Back to the 1930s, Part III

(This is a series of excerpts from The Progressive magazine in the 1930s that are especially relevant today. You can find other delectable items in the current issue of The Progressive, which commemorates the magazine’s 100th anniversary.)
Human Wreckage: A Plea for Federal Relief
By William Green
President, American Federation of Labor
February 20, 1932
With city relief breaking down, with private charity totally unable to meet the needs of the unemployment, we are now face to face with an unprecedented unemployment crisis.

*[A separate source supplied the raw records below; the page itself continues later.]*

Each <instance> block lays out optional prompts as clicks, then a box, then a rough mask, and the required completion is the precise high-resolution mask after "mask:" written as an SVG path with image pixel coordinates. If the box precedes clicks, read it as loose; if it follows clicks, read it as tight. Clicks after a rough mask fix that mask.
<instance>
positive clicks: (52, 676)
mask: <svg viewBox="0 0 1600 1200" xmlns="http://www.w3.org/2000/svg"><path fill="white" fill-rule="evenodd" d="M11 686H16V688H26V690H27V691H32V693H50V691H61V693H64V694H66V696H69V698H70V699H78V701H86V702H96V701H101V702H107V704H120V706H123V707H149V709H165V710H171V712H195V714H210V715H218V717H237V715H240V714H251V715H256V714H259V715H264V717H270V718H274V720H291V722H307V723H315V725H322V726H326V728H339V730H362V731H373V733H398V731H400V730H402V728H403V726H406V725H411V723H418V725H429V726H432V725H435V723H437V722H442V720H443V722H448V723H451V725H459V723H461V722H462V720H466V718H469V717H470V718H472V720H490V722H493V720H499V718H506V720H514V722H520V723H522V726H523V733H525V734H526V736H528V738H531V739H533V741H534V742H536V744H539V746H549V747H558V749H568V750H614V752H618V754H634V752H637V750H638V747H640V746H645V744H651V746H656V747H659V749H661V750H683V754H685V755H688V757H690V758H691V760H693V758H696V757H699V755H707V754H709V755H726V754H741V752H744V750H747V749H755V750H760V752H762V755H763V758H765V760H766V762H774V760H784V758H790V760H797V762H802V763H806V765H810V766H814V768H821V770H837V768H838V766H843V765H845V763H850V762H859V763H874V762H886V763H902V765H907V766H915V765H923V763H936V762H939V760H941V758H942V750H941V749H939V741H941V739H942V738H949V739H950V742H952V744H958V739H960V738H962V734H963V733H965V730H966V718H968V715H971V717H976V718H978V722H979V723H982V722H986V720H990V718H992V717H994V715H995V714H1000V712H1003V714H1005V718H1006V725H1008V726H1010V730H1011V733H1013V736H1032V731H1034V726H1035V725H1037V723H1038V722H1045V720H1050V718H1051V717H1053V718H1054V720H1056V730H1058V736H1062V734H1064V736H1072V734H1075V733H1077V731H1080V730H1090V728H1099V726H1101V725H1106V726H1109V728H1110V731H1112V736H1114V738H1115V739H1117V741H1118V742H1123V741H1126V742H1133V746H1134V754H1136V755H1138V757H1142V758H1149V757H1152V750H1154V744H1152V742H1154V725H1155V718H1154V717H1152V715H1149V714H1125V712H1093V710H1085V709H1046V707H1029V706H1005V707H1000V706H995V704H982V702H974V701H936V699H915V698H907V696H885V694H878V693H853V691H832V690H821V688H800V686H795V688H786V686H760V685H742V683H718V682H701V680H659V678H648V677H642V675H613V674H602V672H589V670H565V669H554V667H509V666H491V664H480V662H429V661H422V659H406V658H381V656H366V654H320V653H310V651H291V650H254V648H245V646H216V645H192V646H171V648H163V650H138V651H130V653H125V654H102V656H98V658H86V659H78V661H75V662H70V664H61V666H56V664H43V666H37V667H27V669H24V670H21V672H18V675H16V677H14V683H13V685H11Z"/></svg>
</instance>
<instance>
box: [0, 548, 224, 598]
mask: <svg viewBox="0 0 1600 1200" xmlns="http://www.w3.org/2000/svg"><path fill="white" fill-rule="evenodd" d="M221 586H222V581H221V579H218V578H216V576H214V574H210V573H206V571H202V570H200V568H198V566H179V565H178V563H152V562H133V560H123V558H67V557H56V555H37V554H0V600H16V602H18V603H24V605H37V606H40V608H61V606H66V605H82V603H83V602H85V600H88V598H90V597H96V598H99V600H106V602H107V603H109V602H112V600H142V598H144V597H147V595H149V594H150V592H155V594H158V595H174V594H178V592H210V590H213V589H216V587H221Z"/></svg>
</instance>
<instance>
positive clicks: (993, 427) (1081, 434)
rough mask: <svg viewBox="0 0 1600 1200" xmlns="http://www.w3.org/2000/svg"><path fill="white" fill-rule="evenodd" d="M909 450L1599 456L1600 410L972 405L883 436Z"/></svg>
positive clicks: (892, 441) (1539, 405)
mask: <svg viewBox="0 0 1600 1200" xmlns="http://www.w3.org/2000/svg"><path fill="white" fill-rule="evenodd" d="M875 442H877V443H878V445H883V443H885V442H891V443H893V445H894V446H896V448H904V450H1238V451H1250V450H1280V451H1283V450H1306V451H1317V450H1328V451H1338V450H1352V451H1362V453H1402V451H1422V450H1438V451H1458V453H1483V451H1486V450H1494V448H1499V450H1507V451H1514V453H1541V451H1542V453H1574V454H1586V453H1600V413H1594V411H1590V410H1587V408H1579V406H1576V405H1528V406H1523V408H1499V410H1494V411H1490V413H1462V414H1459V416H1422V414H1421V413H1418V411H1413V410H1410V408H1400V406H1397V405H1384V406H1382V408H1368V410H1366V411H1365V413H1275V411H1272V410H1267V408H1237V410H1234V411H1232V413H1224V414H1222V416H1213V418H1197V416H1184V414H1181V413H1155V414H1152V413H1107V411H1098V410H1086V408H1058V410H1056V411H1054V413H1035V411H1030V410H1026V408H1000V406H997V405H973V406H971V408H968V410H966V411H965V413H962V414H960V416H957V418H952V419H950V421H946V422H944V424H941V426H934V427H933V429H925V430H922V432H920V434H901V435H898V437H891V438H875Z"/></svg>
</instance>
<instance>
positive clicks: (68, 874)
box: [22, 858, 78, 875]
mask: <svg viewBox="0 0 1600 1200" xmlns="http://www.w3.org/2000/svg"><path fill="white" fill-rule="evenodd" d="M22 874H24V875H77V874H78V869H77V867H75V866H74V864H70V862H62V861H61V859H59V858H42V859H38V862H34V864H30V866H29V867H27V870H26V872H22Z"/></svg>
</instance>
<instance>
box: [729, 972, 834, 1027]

With relief provision totally inadequate for even the winter months, we must look ahead now to the needs of the year. Only thus can we prevent a fearful toll of human wreckage. A conservative estimate places the probable unemployment for 1932 between six and seven million as an average.
Already we are hearing from bankrupt cities and towns reports of unprecedented suffering they cannot meet. Some are not even paying their schoolteachers. Community chests, after a valiant effort to collect funds from private sources, report their funds inadequate; the need is four times that of 1928, their funds only 25 per cent more. Isolated industrial sections outside the cities—coal fields, textile-mill villages—have no resources outside their industry to cope with their problem. Even large cities are not meeting their relief needs. Thus the responsibility of caring for those out of work is thrown back on their relatives, friends, and neighbors, who can least afford to give of their own meager incomes. This burden, added to wage cuts and part-time work, reduces our living standards to the point of poverty in millions of homes.
Only one agency can meet the relief problem now that all other resources have been proved inadequate—the federal government. By taxation it can distribute the burden of this year where it can be borne with least injury to our citizenship.